Prices depend on a number of factors, and typically go up if more features and benefits are included. Make sure you are aware of all the features your policy offers. Many consumers may be prone to buying benefits they don't actually need. However, excessively low-priced policies are as undesirable as over-priced. Low-balled premiums often mean that your rates will increase later considerably.

The language and wordings of your policy may be very tricky and many important definitions may seem rather vague and open to misunderstanding. Never sign a policy if you don't understand something, even if this is just one section. Make sure that the language of your insurance policy states that your rates won't be raised unless the premiums for all policyholders in your state are raised. Premiums are likely to go up in future and when considering a policy purchase, think whether you will be able to afford it. Unless an insurance policy has language that specifically defines what it will offer, don't base your purchasing decision on the benefit which can be misinterpreted.

Choose an insurance company with high ratings. Remember that you need not only a financially stable company, but a company that is most likely to be in the market 25 years from now, i.e. at the time when you need to receive the benefits.

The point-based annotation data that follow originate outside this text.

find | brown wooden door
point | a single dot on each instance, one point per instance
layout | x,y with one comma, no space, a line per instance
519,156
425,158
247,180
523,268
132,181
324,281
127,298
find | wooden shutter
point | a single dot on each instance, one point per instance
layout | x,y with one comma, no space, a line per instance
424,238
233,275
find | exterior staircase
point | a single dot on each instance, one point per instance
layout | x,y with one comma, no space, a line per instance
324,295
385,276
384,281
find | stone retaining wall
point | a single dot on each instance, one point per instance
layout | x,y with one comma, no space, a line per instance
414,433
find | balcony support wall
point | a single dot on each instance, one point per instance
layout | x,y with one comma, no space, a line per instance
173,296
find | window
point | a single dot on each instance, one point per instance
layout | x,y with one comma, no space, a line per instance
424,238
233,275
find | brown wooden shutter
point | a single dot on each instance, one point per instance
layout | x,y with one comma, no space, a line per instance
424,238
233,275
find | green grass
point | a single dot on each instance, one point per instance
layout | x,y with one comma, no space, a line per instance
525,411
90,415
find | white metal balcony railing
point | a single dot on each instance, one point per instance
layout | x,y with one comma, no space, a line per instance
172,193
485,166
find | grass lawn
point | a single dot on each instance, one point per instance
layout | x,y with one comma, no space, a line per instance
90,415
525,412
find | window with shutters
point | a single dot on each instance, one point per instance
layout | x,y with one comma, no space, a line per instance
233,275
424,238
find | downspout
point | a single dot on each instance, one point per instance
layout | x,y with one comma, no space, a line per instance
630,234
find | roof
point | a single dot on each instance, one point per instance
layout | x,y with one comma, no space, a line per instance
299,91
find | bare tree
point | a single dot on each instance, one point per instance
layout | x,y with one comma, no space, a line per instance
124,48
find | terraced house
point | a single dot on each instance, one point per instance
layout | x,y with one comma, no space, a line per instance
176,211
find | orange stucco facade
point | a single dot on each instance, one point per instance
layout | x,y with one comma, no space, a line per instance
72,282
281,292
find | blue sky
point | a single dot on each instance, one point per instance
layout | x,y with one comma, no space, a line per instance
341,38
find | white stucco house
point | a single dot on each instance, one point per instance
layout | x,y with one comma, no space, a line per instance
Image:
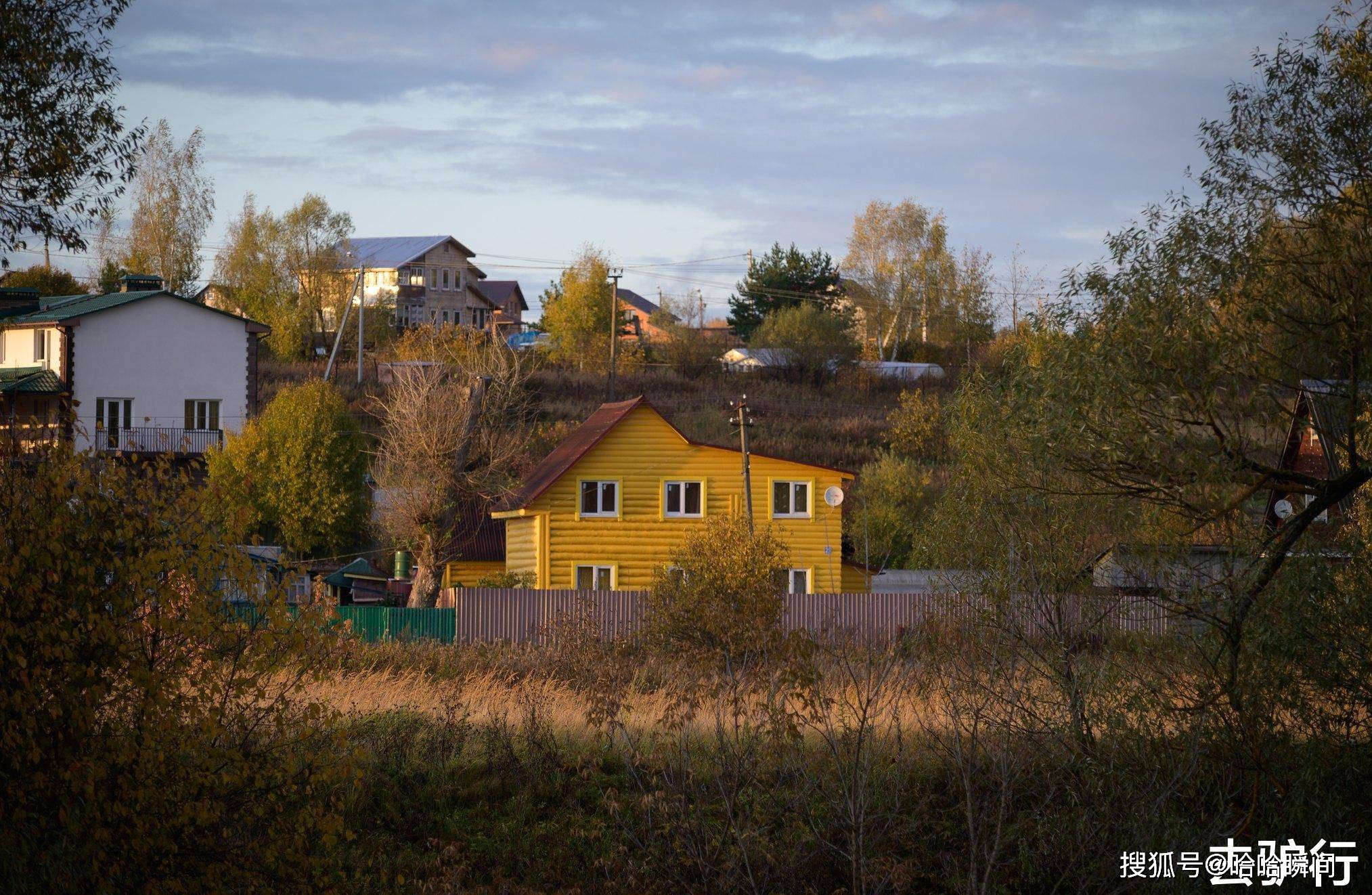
136,371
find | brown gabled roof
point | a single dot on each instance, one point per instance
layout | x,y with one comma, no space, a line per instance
589,434
570,451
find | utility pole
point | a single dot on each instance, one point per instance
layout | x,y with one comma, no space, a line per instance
361,330
748,477
614,326
338,336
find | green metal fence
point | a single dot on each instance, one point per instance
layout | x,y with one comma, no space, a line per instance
376,624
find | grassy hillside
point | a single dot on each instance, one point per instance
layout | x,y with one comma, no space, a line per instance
841,424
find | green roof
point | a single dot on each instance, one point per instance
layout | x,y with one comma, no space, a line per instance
60,308
30,380
357,569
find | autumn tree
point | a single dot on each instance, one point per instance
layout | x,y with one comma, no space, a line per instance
814,341
686,345
578,313
722,592
313,234
47,280
295,474
451,435
251,265
141,721
891,493
1172,375
782,278
65,156
173,205
973,315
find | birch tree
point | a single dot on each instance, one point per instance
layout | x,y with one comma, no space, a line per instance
173,206
454,433
900,272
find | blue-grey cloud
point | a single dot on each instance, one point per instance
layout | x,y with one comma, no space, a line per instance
1039,123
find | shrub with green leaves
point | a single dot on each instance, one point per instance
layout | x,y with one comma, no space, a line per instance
295,474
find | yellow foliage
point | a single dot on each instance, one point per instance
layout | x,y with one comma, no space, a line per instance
148,739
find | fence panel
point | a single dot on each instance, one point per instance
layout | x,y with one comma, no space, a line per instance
468,615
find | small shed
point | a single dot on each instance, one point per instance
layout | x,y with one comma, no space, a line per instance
357,584
753,360
902,370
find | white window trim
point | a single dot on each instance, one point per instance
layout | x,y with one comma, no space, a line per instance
600,496
596,566
195,414
793,514
669,514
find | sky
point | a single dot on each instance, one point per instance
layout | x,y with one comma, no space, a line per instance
696,131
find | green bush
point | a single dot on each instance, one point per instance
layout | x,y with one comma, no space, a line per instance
295,474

Individuals qualify for Long-term Care Insurance benefits if they are unable to perform certain activities of daily living (bathing, eating, dressing, using a toilet, and walking). However, some policies make it difficult to qualify for benefits. Choose a policy that increases your chances to qualify, for example, the policy which requires inability to perform no more than two activities of daily living before paying benefits. Covering cognitive impairment and medical necessity may also be advisable.

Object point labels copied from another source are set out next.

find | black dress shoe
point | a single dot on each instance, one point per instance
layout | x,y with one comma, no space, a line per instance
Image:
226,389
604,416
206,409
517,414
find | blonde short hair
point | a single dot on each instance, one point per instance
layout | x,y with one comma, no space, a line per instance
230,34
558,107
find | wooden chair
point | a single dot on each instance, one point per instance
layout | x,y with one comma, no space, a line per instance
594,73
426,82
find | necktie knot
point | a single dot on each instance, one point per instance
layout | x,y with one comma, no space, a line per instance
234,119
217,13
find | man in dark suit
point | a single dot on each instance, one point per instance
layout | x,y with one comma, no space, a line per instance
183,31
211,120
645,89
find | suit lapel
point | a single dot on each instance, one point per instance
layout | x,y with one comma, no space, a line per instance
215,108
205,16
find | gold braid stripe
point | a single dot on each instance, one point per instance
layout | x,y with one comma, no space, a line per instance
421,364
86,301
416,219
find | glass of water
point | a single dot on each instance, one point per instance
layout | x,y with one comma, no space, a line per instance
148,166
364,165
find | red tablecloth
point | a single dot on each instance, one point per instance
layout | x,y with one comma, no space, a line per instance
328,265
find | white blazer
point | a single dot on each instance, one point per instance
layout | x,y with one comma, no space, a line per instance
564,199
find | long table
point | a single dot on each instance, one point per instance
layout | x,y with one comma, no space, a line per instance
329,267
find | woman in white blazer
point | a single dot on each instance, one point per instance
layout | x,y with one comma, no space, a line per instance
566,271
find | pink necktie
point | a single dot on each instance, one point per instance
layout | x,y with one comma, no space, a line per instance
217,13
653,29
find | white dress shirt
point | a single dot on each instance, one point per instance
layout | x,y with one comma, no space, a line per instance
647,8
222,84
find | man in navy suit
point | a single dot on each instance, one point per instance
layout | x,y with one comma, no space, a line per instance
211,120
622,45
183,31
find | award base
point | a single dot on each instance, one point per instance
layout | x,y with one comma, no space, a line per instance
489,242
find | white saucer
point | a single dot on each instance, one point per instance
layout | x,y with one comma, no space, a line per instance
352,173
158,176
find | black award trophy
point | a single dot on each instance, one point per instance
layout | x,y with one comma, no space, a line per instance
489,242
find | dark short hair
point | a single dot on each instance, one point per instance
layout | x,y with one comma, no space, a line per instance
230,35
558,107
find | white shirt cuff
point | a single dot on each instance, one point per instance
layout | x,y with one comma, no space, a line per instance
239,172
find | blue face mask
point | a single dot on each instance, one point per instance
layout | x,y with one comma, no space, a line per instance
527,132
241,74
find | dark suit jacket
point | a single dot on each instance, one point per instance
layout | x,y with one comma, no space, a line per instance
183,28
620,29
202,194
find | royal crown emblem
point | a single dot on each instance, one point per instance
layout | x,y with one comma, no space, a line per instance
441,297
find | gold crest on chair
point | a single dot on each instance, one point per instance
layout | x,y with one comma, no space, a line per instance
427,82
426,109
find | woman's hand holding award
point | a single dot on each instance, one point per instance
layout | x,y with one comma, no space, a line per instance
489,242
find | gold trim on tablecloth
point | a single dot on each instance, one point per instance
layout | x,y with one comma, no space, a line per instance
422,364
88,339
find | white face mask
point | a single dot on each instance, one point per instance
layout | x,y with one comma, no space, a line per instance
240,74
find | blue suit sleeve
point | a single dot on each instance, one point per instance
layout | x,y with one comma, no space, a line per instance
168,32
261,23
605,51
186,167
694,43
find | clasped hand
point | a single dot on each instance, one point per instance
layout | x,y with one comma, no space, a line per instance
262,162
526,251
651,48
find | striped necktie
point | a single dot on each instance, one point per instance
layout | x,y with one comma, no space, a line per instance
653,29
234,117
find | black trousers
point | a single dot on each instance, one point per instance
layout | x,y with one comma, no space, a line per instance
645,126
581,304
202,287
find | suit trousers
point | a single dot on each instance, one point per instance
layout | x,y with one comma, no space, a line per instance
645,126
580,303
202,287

Many companies offer spousal discounts if you and your spouse buy identical policies. This may sound good, but it is important to understand that this option also has its advantages and disadvantages. Discounts may not be valid if you get different policies. Moreover, buying identical policies is far from being a smart decision, as the spouses' state of health may be different. Then, women tend to live longer and may have different long-term care needs.

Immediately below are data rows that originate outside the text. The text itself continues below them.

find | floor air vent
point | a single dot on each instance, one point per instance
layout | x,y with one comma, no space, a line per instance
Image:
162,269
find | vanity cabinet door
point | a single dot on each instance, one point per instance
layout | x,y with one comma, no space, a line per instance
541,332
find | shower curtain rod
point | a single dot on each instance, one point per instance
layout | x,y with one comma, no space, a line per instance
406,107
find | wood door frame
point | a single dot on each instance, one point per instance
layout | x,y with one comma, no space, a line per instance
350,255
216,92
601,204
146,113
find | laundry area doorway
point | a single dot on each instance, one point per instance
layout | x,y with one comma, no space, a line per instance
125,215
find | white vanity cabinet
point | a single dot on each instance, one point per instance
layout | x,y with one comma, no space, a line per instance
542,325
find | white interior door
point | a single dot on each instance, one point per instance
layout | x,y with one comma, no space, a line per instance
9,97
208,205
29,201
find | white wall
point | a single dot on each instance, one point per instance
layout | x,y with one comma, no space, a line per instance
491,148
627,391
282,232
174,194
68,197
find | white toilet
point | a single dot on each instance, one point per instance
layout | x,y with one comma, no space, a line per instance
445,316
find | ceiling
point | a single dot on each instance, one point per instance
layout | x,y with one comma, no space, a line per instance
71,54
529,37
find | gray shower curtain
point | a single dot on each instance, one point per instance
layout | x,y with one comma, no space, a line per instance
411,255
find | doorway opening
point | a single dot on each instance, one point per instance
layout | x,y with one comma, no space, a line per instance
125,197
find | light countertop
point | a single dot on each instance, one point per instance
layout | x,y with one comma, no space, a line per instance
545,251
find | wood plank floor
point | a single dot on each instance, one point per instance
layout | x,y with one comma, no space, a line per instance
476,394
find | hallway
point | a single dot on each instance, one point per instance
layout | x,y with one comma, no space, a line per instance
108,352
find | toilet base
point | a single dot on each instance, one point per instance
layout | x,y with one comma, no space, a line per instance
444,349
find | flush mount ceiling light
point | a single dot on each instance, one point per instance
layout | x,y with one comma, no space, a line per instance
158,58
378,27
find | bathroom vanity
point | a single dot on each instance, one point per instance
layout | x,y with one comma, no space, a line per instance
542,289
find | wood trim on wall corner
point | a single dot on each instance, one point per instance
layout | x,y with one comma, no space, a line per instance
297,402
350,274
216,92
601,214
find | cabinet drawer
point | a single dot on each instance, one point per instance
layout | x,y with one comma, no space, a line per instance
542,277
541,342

If your family has a history of chronic or debilitating illnesses, which family members tend to suffer in their sixties, purchasing a Long-term Care Insurance could be the right decision. However, besides a number of options and benefits, Long-term Care Insurance may have some pitfalls. In order to avoid them, you are highly recommended to work with an independent financial planner and determine the necessity of obtaining such a policy based on your particular situation and needs.

Long-term Care Insurance is often purchased by individuals who possess a substantial estate and don't want to lose it to long-term care costs. This type of insurance seems a smart decision if buying it does not create any sort of financial problems and does not involve changing one's lifestyle to afford it.